There is official GWT sample code that uses maven and Objectify, but it’s all mixed up with other stuff and I wanted something much simpler.
There is also an official GWT MVP example from 2010 hidden away, but it’s not in git and I didn’t even find it until I started writing this.
Objectify’s documentation seems pretty good now that I look at it again, though I struggled at first. I think Google (and StackExchange) kept taking me to example code that used one of the various older versions of the API.
Oddly, Objectify’s documentation suggests that you use objectify-gwt with GWT. but objectify-gwt doesn’t seem to have any documentation and I didn’t seem to need it myself.

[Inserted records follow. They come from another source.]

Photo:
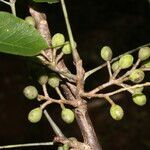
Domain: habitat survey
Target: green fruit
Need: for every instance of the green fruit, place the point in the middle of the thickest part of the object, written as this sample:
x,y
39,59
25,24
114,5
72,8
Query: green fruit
x,y
139,99
35,115
116,112
53,80
144,53
58,40
67,115
43,79
137,76
30,92
115,66
30,20
65,147
146,64
138,90
126,61
67,49
106,53
60,148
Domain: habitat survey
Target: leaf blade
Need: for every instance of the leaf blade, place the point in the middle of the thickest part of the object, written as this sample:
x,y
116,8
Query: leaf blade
x,y
18,37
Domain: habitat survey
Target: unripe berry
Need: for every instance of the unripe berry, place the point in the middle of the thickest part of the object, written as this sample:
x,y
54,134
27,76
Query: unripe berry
x,y
146,64
116,112
30,20
137,76
144,53
30,92
139,99
65,147
58,40
106,53
67,48
60,148
67,115
115,66
126,61
43,79
53,80
35,115
138,90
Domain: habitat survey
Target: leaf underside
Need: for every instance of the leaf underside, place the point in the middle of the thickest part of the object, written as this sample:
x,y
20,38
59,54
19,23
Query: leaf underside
x,y
48,1
18,37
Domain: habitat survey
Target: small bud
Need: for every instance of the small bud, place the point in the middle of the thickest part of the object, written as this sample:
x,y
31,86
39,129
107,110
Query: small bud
x,y
137,76
30,20
106,53
67,115
139,99
53,80
116,112
30,92
115,66
144,53
43,79
35,115
126,61
58,40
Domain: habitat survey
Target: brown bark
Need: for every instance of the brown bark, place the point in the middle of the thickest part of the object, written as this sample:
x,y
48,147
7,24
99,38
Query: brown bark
x,y
72,93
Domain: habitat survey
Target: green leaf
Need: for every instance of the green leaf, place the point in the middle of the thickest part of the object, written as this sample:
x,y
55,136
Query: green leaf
x,y
18,37
48,1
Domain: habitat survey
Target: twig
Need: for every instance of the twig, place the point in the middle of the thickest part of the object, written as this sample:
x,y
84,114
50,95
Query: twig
x,y
56,129
13,7
128,88
109,69
76,56
27,145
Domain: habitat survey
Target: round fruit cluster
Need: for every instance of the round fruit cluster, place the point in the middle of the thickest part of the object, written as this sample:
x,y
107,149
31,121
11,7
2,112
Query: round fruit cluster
x,y
58,41
136,76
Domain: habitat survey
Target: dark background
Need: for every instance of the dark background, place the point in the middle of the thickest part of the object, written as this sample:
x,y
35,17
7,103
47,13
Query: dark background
x,y
121,24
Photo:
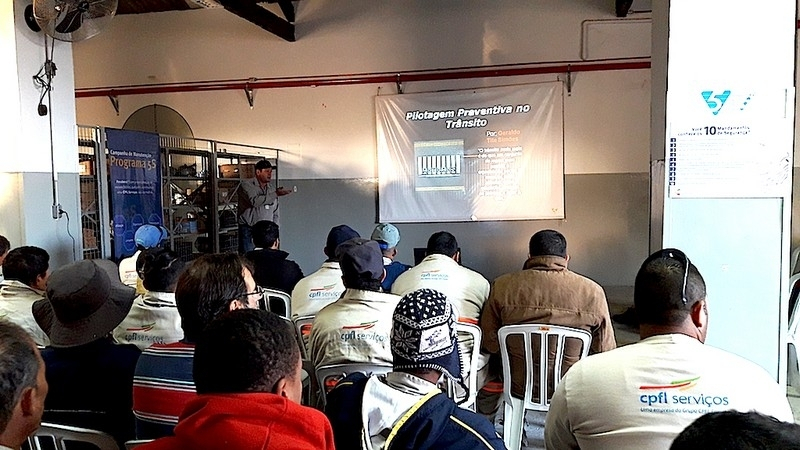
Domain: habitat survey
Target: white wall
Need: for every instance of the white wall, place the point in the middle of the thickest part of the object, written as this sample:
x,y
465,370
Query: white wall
x,y
331,130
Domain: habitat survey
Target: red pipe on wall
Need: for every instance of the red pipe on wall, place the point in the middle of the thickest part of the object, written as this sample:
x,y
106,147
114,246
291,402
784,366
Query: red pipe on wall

The official GWTP website’s documentation is rather scattered, with several simple typos that make its example code snippets inconsistent with each other. The documentation seems to have been restructured from some other source. For instance, several internal links don’t take you to what is apparently intended. Some internal links take you to the page itself.Â Lots of the best documentation is spread across their blog posts, but not brought together properly. They do at least show use of maven in their beginner’s GWTP example. but that example code itself is not in version control as a real project. GWTP is a nice clean API that deserves better.
Of course, it is incredibly hard to describe source code in documentation and keep that documentation and source code up to date and in sync. It needs a system. It never works if you just put the source code inline where no compiler can touch it. Although it’s nice to show source code inline (ideally taken automatically from a real source file), you also need links to the real source code so people can see the latest version.